How do you find the product of $ 4n\left( 2{{n}^{3}}{{p}^{2}}-3n{{p}^{2}}+5n \right)+4p\left( 6{{n}^{2}}p-2n{{p}^{2}}+3p \right)$ ?

Answer 1

Hint: This is a very easy question to solve. So, in order to do this question, we just need to follow the BODMAs rule. First, we will multiply the terms outside the brackets with the terms in the brackets using the distributive law. So, we will multiply 4n and 4p with the terms inside the brackets.

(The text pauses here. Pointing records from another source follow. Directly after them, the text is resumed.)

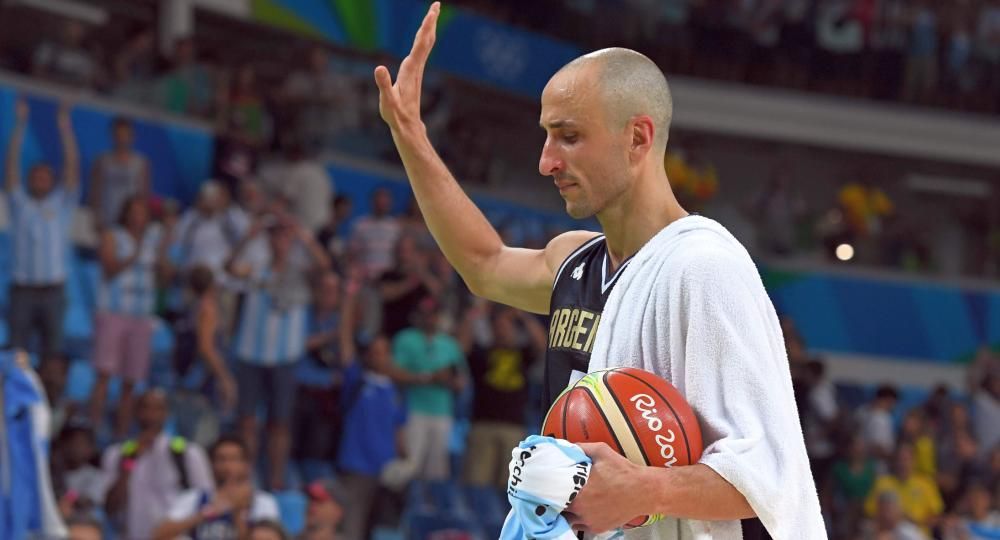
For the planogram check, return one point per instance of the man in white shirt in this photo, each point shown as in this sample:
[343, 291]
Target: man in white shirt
[876, 422]
[146, 473]
[225, 512]
[374, 236]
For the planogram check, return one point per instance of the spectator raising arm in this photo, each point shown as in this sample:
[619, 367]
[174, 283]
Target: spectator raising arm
[71, 152]
[208, 324]
[320, 260]
[13, 172]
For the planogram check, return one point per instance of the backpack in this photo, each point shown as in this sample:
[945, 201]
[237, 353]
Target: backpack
[178, 448]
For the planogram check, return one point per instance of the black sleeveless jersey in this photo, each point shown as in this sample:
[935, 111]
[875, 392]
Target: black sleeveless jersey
[579, 293]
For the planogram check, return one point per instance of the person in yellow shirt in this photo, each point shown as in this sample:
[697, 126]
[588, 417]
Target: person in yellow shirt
[918, 495]
[914, 432]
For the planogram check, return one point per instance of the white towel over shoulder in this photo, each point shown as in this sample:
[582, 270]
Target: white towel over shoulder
[691, 308]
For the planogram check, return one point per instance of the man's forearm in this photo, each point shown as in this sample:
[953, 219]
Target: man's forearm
[694, 492]
[13, 170]
[168, 530]
[460, 229]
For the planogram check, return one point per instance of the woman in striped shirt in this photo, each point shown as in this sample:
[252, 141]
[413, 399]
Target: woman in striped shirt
[132, 255]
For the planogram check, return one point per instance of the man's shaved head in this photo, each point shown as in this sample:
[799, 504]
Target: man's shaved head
[629, 84]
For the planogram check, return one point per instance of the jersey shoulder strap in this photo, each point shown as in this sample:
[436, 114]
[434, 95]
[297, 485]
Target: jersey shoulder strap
[576, 252]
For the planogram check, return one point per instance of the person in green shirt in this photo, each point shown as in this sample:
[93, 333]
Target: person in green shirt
[853, 477]
[435, 361]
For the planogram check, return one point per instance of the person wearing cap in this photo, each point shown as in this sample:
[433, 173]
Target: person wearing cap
[436, 360]
[226, 511]
[118, 174]
[147, 472]
[890, 521]
[325, 510]
[40, 210]
[79, 484]
[271, 333]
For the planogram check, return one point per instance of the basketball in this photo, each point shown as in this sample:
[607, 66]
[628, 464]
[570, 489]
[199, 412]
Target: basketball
[638, 414]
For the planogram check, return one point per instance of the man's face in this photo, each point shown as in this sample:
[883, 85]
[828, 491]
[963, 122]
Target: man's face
[280, 239]
[889, 513]
[152, 411]
[123, 136]
[79, 448]
[41, 180]
[904, 463]
[980, 502]
[382, 202]
[328, 293]
[84, 532]
[586, 157]
[229, 464]
[264, 533]
[379, 355]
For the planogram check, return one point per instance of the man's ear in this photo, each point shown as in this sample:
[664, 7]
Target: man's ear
[643, 133]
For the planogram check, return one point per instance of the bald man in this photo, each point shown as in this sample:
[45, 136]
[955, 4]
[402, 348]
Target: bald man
[606, 116]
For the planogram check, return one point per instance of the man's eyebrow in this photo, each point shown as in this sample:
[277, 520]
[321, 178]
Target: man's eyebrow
[556, 124]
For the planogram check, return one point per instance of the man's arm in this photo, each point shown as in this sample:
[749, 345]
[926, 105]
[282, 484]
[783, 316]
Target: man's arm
[518, 277]
[13, 170]
[71, 153]
[184, 515]
[168, 530]
[694, 492]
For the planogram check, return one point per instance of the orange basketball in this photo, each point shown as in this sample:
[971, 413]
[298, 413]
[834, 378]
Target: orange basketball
[638, 414]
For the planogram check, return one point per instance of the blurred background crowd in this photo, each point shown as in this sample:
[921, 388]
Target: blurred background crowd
[263, 348]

Then, we can check if we can add any terms in the final equation, so that we can further simplify the answer.

Complete step-by-step answer:
Let us begin the solution. We will use BODMAS - bracket, of, division, multiplication, addition and subtraction. Suppose if we have similar terms inside the bracket, we should first add the terms in the bracket and then multiply with the outside terms. So, here, we have brackets, but nothing to simplify inside it.
$ \Rightarrow 4n\left( 2{{n}^{3}}{{p}^{2}}-3n{{p}^{2}}+5n \right)+4p\left( 6{{n}^{2}}p-2n{{p}^{2}}+3p \right)$
Here, we can see that there are no similar terms inside the brackets, so we can carry on with our multiplication. So, we multiply 4n and 4p with the terms inside the brackets using the distributive law.
$ \Rightarrow 8{{n}^{4}}{{p}^{2}}-12{{n}^{2}}{{p}^{2}}+20{{n}^{2}}+24{{n}^{2}}{{p}^{2}}-4n{{p}^{3}}+12{{p}^{2}}$
Then, we now have to see if we can add any terms in the final equation, so that we can further simplify the answer. From the above equation, we can see that we can add two terms. Therefore, after adding we get the final answer as
$ \Rightarrow 8{{n}^{4}}{{p}^{2}}+12{{n}^{2}}{{p}^{2}}+20{{n}^{2}}-4n{{p}^{3}}+12{{p}^{2}}$

Note: First of all to do this question, you need not know any formulas. You just need to know basic multiplication where you multiply the terms outside the brackets with the terms in the brackets. To do this question, you also can first take out n from the first bracket and then p from the other bracket but then you again have to multiply all the terms.